I am amazed that I am still hanging in there, without a serious illness and/or missing any days of work. I’m not really sure how this can even be happening. I was the one who used to get serious upper respiratory infections three or four times every winter, and, here I am, pushing my self to the limit and beyond, and somehow (except for the couple of weeks taking long naps), I am holding up. When I got back from my trip, all of my clients were so happy to have me back. They all missed me very much. My weekend client, who I lovingly refer to as my Jewish mother, has gone so far as to tell me that I am not allowed to go away again for a long time! I do feel bad that I had to leave them, but, I’ve got news for them – this Megabus Mama will be heading off into the sunset again before too long. I’ll get ants in my pants, and the long-distance mom/grandma blues, and then I’ll have to jump on the big, blue double-decker for another adventure north!

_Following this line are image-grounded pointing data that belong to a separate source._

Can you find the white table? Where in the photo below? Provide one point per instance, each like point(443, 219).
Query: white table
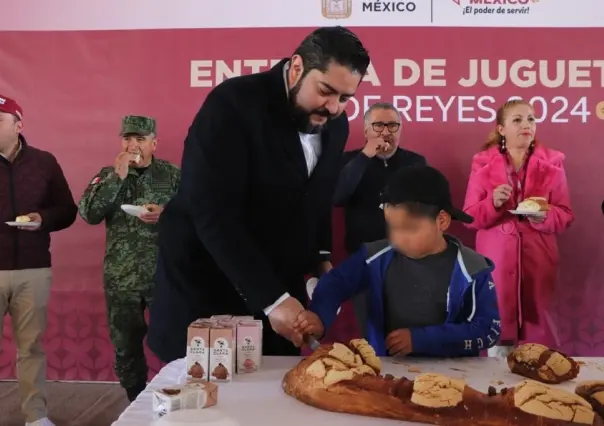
point(258, 400)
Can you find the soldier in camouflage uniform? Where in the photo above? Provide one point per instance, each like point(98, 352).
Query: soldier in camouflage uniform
point(140, 179)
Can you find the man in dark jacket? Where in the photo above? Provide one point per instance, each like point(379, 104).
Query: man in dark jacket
point(252, 215)
point(35, 200)
point(366, 172)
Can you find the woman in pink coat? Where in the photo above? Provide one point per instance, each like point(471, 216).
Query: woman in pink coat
point(513, 166)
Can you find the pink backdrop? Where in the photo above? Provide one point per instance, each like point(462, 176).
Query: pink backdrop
point(75, 86)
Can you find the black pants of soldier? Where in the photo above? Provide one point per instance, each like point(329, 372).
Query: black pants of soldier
point(127, 329)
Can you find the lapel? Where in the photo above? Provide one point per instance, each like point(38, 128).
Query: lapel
point(540, 175)
point(287, 135)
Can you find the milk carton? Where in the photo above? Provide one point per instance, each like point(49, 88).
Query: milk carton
point(249, 346)
point(198, 350)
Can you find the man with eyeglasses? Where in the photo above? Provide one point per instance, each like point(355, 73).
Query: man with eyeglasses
point(366, 172)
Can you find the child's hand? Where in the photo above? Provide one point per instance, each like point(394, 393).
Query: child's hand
point(309, 323)
point(398, 342)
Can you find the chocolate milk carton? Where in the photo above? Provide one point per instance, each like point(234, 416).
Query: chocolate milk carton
point(198, 350)
point(240, 318)
point(249, 346)
point(222, 352)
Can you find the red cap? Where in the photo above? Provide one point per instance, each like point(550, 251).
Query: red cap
point(11, 107)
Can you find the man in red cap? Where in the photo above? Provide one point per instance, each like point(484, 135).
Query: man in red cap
point(35, 200)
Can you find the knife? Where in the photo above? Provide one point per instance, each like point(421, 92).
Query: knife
point(311, 342)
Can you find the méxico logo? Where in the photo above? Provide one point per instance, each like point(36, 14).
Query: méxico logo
point(495, 7)
point(342, 9)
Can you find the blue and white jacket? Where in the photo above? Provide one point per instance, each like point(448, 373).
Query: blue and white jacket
point(472, 322)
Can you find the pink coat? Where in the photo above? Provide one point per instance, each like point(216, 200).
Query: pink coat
point(525, 253)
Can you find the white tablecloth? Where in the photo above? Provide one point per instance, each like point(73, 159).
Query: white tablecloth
point(257, 399)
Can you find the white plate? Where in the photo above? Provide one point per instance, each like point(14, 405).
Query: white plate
point(526, 212)
point(133, 210)
point(204, 417)
point(24, 224)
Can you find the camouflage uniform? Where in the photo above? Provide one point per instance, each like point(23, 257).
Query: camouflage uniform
point(131, 250)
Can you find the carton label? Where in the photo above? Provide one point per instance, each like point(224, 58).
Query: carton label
point(221, 354)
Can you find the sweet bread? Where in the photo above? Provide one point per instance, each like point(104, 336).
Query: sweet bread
point(347, 379)
point(534, 204)
point(543, 364)
point(593, 393)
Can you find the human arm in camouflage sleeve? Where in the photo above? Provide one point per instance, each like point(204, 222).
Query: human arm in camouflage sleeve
point(99, 196)
point(175, 179)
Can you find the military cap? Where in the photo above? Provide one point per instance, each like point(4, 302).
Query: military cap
point(138, 125)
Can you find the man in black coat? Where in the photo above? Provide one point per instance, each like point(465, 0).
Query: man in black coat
point(252, 215)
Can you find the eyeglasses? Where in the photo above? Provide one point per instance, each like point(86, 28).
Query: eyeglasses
point(378, 126)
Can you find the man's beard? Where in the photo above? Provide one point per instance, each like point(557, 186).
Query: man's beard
point(301, 116)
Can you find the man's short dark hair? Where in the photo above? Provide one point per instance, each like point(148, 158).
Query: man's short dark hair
point(333, 44)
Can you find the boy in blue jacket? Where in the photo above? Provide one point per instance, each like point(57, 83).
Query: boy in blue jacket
point(421, 292)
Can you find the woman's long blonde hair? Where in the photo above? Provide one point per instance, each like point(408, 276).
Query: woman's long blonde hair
point(495, 138)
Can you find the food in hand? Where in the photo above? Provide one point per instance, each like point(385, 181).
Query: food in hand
point(543, 364)
point(593, 392)
point(347, 379)
point(534, 204)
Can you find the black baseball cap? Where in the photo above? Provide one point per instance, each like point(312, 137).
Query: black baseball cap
point(424, 185)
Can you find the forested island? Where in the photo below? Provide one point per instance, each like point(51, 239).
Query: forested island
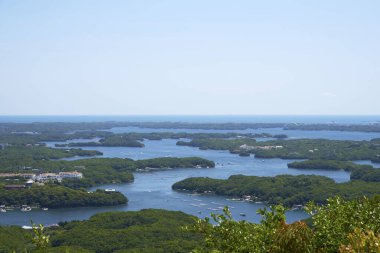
point(142, 231)
point(339, 226)
point(19, 164)
point(294, 149)
point(284, 189)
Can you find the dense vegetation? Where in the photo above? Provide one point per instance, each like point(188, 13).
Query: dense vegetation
point(218, 144)
point(368, 175)
point(12, 154)
point(339, 226)
point(295, 149)
point(328, 165)
point(54, 196)
point(284, 189)
point(147, 230)
point(335, 127)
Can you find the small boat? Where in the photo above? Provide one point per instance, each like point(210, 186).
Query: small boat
point(26, 209)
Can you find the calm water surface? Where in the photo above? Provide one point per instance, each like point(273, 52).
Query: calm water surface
point(153, 190)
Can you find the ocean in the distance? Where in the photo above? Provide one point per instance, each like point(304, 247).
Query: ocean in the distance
point(309, 119)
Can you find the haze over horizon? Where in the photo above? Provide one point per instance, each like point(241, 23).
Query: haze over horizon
point(189, 58)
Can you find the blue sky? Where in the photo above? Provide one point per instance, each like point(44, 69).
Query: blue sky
point(189, 57)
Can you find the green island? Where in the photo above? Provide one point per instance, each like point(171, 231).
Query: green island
point(328, 165)
point(344, 226)
point(149, 230)
point(284, 189)
point(295, 149)
point(55, 196)
point(32, 176)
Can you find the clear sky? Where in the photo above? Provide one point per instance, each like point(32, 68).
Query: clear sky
point(189, 57)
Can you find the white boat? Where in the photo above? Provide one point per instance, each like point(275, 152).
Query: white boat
point(26, 209)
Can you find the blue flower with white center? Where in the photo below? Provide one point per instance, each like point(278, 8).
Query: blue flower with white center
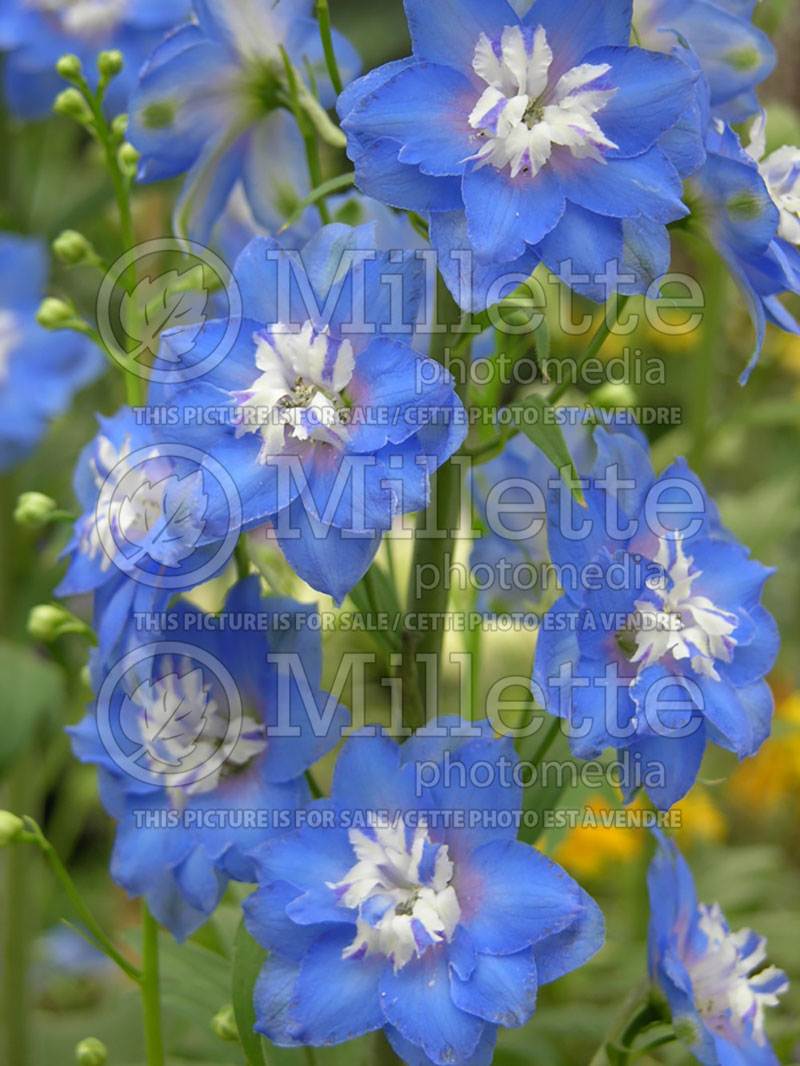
point(510, 495)
point(734, 55)
point(156, 519)
point(748, 208)
point(715, 981)
point(659, 643)
point(202, 735)
point(411, 909)
point(35, 33)
point(526, 138)
point(212, 100)
point(328, 421)
point(40, 370)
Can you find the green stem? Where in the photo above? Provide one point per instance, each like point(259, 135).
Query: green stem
point(488, 450)
point(309, 136)
point(323, 17)
point(17, 927)
point(639, 1011)
point(611, 317)
point(712, 338)
point(241, 556)
point(150, 991)
point(34, 835)
point(430, 550)
point(553, 730)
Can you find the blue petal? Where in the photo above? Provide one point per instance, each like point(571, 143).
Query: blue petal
point(415, 1056)
point(417, 1002)
point(646, 186)
point(426, 108)
point(505, 213)
point(512, 897)
point(502, 989)
point(563, 952)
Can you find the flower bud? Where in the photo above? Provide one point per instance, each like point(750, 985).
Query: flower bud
point(109, 64)
point(54, 313)
point(73, 105)
point(120, 126)
point(48, 622)
point(128, 157)
point(69, 67)
point(91, 1052)
point(223, 1024)
point(34, 510)
point(11, 827)
point(73, 248)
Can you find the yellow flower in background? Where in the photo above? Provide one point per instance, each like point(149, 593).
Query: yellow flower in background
point(588, 851)
point(766, 782)
point(701, 819)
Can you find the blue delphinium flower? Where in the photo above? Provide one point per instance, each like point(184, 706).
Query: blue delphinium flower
point(526, 138)
point(714, 980)
point(734, 55)
point(514, 542)
point(202, 744)
point(750, 212)
point(659, 643)
point(35, 33)
point(40, 370)
point(155, 521)
point(211, 101)
point(410, 909)
point(326, 420)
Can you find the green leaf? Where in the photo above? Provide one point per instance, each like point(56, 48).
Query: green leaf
point(538, 421)
point(32, 691)
point(249, 957)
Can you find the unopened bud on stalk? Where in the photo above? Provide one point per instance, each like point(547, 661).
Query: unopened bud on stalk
point(54, 313)
point(72, 105)
point(73, 248)
point(110, 64)
point(223, 1024)
point(34, 510)
point(48, 622)
point(11, 828)
point(69, 67)
point(91, 1052)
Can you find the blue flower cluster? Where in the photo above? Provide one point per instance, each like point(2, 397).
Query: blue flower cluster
point(659, 643)
point(577, 136)
point(393, 916)
point(715, 981)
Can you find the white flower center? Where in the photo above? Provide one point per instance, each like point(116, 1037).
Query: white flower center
point(180, 729)
point(402, 893)
point(521, 115)
point(160, 517)
point(730, 1001)
point(781, 173)
point(684, 625)
point(85, 18)
point(11, 336)
point(299, 389)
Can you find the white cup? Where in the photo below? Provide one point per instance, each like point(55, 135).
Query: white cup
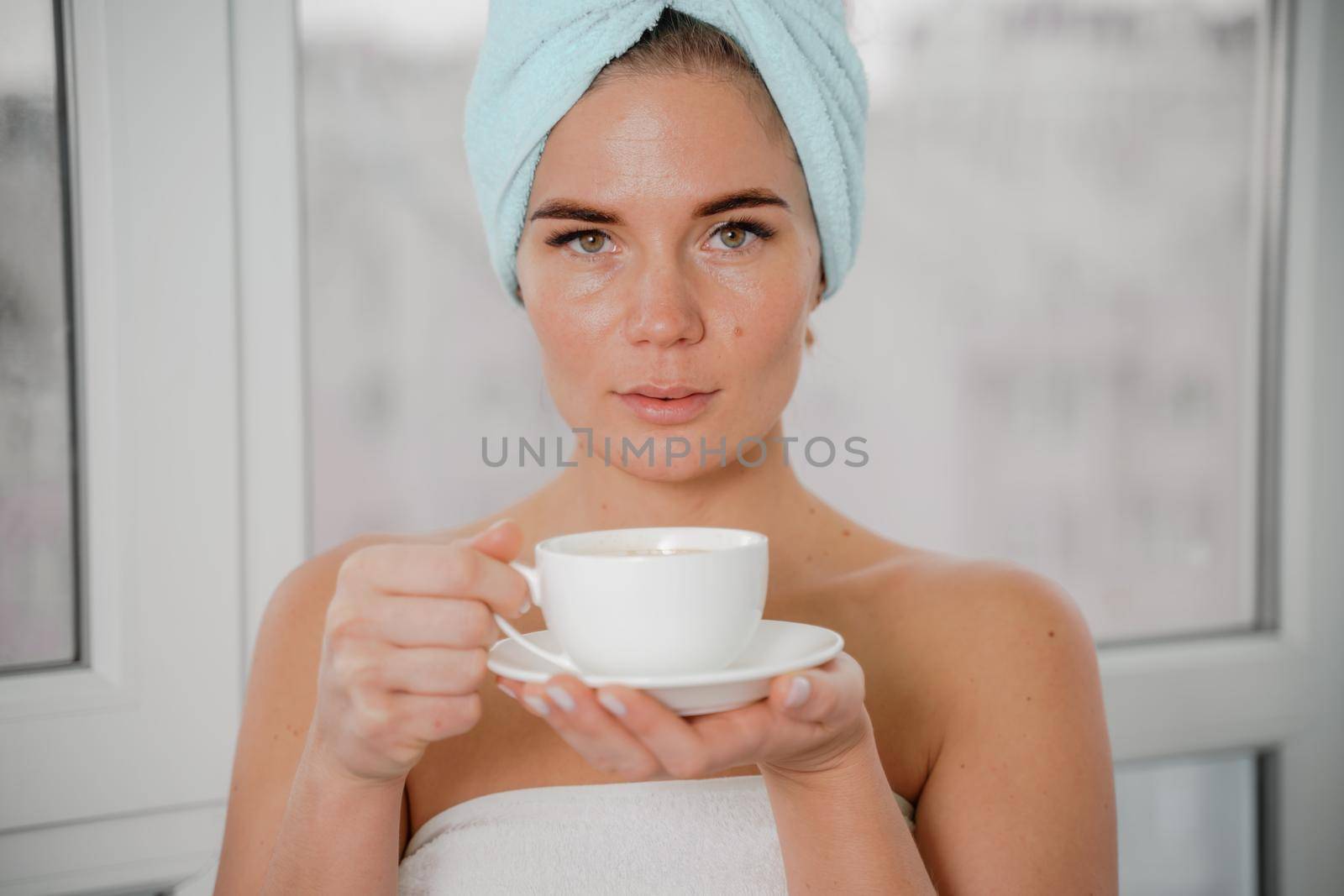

The worst part of all this craziness in my life has been a total lack of creativity and inspiration, hence the long hiatus in blog posting. At this point, I am just trying to get something on “paper” to loosen up the logjam. So, hopefully, you’re not suffering too much boredom from this lackluster, uninspired story. While you muddle through, just think of it as a sacrifice – you’re helping with my writer’s block. Now that the words are flowing again, the wheels in my brain will start churning, the creativity will start coursing through my veins, and my blog will come back to life again. Megabus Mama has got her groove back!